I meant to write something sooner. The problem is there hasn’t really been much to write about.
Lately life has felt like driving through West Texas. Not the pretty parts. The other parts. The parts where you’ve been staring out the window for three hours and you’re not entirely convinced the scenery is changing at all. Every now and then a gas station shows up. Or a billboard advertising fireworks, Jesus, or fireworks for Jesus. Then it’s right back to miles of highway and scrub brush and the same horizon doing the same thing it was doing 20 minutes ago.
That’s kind of where I am right now.
I’m in the clinical trial. I don’t actually know when it starts yet, but I do know I’m in it. Which feels like a weird sentence to say out loud, but here we are. I know what the treatment plan will look like once it kicks off. Pills for 21 days. Infusion on day one. Seven days off. Then repeat that whole thing for six months and try not to overthink it.
I had a PET scan and it came back clean. Which is good. I think. Cancer has gotten really good at giving me updates that are both “great news” and “cool, still annoying though” at the same time. Nothing showed up on the scan, which is obviously what you want. But also, the reason nothing showed up is because whatever they’re looking for is apparently too small to see right now. So the official situation is: it’s there… we just can’t see it… which is awesome… and also not awesome.
So we wait. And we treat what we can’t see and hope it gets bored and leaves.
The treatment itself doesn’t sound too terrible. At least that’s what everyone keeps telling me, which is exactly what you say right before handing someone an 80-page list of things that could go wrong. I started reading it, then stopped reading it. Somewhere around page 12 it stopped feeling like medical information and started feeling like the Terms and Conditions for being alive.
I’m pretty sure I saw something in there about losing the ability to turn left, which I think is technically called Zoolander Syndrome. If you didn’t get that reference, just Google it. Or don’t. Your life is probably better either way.
What’s been interesting lately is how many people seem worried that I’m losing hope. That’s probably my fault. Because the truth is… not much has changed.
I still wake up. I still go to work. I still go to the gym. I still walk Tugboat. I still read. I still laugh at dumb things way too hard. I still spend way too much time thinking about books I’m not finishing, cars I’m not buying, trips I’m not taking yet. Most days are just… days.
And I think I’ve finally realized that’s not a downgrade.

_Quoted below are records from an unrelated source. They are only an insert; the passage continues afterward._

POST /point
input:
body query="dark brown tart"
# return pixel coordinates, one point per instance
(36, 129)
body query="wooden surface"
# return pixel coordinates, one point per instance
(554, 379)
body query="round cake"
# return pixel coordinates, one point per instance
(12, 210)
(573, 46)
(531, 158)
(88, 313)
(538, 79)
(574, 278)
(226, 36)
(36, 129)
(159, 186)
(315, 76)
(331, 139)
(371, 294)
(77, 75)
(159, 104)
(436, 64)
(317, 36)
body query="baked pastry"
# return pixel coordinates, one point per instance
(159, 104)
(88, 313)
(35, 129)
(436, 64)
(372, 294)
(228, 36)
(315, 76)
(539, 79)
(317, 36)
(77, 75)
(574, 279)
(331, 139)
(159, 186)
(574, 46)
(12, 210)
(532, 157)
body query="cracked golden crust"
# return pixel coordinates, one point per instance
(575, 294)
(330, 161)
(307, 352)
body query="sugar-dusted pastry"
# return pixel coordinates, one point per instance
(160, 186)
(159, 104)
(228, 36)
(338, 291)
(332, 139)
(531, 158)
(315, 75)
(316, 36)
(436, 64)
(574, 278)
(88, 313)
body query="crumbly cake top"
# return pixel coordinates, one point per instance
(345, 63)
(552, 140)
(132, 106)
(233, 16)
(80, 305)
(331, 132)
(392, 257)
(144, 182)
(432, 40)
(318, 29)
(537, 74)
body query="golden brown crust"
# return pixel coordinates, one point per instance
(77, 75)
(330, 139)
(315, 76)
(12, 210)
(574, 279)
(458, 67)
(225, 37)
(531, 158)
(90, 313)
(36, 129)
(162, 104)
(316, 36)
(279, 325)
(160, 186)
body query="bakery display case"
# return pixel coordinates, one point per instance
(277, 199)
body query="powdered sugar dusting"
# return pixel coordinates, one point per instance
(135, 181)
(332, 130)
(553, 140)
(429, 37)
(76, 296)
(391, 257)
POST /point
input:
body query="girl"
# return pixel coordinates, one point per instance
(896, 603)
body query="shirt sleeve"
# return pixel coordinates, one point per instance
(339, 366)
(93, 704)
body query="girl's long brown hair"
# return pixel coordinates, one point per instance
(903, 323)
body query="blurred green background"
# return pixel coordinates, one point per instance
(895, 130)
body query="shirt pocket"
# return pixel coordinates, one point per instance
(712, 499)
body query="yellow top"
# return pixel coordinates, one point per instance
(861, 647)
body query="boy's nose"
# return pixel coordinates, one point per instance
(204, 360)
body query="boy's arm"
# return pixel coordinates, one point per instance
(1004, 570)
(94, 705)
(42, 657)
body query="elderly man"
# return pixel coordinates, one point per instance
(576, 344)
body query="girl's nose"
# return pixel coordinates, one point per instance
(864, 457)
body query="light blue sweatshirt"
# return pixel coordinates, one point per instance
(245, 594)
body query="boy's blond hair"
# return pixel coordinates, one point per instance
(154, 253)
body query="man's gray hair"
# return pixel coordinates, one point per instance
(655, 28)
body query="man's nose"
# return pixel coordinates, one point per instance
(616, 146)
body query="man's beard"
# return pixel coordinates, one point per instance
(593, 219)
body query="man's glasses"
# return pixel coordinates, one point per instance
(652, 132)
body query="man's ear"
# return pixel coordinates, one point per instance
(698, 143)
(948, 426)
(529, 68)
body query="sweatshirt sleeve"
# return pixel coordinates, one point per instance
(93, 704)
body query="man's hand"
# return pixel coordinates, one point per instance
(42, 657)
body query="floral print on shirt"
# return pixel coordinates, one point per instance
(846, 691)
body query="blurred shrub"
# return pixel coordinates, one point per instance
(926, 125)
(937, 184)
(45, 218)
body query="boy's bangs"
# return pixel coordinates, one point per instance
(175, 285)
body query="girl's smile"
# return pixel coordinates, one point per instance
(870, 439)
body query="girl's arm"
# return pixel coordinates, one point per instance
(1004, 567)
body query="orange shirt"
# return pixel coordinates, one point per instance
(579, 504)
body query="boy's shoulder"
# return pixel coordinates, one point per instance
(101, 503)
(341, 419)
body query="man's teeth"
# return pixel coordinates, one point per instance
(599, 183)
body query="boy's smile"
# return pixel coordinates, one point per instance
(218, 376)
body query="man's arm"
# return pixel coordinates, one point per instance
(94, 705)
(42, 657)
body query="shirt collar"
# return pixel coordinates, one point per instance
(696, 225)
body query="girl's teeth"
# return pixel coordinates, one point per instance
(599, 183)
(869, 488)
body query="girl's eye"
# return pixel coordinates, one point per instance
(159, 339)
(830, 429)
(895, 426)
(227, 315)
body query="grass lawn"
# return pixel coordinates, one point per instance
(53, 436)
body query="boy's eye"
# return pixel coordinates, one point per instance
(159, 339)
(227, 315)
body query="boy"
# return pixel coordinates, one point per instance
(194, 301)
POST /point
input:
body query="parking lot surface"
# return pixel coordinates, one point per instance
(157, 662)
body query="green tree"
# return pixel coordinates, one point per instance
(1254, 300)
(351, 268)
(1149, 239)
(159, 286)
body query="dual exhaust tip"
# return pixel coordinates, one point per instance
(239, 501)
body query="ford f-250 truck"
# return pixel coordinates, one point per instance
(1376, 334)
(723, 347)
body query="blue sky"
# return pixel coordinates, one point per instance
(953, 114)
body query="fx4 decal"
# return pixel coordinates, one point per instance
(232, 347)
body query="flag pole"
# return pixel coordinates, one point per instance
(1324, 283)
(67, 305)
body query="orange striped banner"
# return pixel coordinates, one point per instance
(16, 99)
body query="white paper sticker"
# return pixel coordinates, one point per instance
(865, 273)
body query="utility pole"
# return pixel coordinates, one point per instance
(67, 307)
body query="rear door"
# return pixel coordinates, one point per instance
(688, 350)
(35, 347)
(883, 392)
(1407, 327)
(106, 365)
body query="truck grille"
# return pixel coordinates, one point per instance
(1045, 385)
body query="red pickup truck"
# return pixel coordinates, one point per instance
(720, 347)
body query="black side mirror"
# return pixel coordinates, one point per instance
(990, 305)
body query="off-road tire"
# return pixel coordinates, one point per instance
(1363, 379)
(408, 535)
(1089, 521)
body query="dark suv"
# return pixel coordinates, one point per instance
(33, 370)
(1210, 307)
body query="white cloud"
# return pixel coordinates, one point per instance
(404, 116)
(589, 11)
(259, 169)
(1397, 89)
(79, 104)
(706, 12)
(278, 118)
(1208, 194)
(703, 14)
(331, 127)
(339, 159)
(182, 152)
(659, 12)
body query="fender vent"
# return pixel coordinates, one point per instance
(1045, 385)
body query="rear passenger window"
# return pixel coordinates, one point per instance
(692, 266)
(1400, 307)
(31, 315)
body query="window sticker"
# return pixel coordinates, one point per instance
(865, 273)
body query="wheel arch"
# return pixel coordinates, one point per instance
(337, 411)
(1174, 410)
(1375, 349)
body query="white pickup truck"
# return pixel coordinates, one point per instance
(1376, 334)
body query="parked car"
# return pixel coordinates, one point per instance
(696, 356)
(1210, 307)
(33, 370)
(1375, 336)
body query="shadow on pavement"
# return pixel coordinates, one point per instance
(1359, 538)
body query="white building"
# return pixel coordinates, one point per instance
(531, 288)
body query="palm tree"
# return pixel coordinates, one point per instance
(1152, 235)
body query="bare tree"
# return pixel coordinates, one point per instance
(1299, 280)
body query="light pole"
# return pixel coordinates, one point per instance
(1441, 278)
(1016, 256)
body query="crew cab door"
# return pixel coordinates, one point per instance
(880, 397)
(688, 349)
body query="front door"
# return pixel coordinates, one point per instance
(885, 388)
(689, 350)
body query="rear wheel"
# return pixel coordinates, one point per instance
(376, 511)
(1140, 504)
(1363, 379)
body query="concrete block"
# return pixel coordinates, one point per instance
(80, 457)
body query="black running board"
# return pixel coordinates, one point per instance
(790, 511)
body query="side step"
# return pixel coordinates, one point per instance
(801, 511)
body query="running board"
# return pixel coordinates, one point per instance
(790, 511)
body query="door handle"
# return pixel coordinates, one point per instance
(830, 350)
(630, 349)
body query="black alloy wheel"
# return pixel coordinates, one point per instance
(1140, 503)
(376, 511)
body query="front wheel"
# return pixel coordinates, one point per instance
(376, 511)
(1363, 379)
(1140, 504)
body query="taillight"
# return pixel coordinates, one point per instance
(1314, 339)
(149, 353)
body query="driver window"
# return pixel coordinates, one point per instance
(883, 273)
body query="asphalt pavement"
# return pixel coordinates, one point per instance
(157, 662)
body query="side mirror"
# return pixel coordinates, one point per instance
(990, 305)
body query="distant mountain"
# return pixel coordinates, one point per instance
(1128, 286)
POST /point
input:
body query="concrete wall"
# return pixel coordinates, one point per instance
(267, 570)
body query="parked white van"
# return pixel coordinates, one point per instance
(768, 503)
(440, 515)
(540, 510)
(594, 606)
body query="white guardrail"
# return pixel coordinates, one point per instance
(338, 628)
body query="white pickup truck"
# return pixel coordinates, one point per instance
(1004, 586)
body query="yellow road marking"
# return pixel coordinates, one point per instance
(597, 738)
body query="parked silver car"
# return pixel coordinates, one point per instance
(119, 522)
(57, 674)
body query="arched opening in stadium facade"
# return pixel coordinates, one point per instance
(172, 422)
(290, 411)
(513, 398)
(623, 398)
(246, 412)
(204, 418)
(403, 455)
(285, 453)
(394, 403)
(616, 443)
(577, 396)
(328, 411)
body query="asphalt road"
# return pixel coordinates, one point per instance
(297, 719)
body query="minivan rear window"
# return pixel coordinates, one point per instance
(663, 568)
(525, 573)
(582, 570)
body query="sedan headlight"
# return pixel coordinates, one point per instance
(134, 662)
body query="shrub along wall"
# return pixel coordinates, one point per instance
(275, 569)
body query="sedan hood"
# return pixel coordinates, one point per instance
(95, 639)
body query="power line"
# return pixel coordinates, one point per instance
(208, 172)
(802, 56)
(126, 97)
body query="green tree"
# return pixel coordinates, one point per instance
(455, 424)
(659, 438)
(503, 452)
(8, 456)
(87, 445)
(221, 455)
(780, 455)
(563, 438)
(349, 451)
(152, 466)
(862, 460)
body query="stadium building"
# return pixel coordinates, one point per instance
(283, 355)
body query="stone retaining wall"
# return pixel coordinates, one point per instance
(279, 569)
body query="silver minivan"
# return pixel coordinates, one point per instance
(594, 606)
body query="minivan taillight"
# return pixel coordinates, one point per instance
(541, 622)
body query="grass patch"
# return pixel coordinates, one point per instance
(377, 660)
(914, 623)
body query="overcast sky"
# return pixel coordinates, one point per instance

When this all started, I think I expected a personality shift. Like the movies make it seem like you get diagnosed and immediately become someone who quits their job, climbs something dangerous, forgives everyone, and suddenly becomes spiritually enlightened while also learning piano. That hasn’t really happened.
What has happened is I mostly just want more Tuesdays. More boring mornings. More normal workouts. More evenings on the couch doing absolutely nothing important. More walks where Tugboat acts like he’s being recognized in public for reasons I still don’t understand.
I don’t really think about bucket lists the same way anymore. Not because there aren’t things I want to do — there are plenty. I still want to drive from Antwerp to Montenegro with Dean and Mike, stopping anytime something looks remotely interesting or stupid enough to justify pulling over. I still want to travel. I still want to see new places.
But I’ve realized that’s not really the thing I’m trying to hold onto. It’s everything around it. The boring stuff. The stuff you don’t think about when everything is normal. The stuff that doesn’t make a good story. The stuff you don’t post. The stuff you only realize mattered when someone reminds you it’s not guaranteed.
And the weird twist is that if this trial works — and I really hope it does — the actual reward isn’t some dramatic “new chapter.” It’s just… getting to be bored again. Back to work. Back to the gym. Back to reading books I probably bought too many of. Back to complaining about the Austin heat like it’s a personal betrayal. Back to Tugboat being a celebrity for no reason whatsoever.
Just the normal stuff. The good stuff.
Tonight I’ll read a little more of The Flamethrowers. I’ll probably try to pet Tugboat while he snores like he’s paying rent. I’ll look at the stack of 44 books on my dresser and pretend that was a responsible decision at some point in my life. It wasn’t. But that’s Future Me’s problem.
For now, I’m just sitting here in the middle of this long stretch of West Texas highway. The scenery still hasn’t changed much. And for once, I’m not in a rush for it to.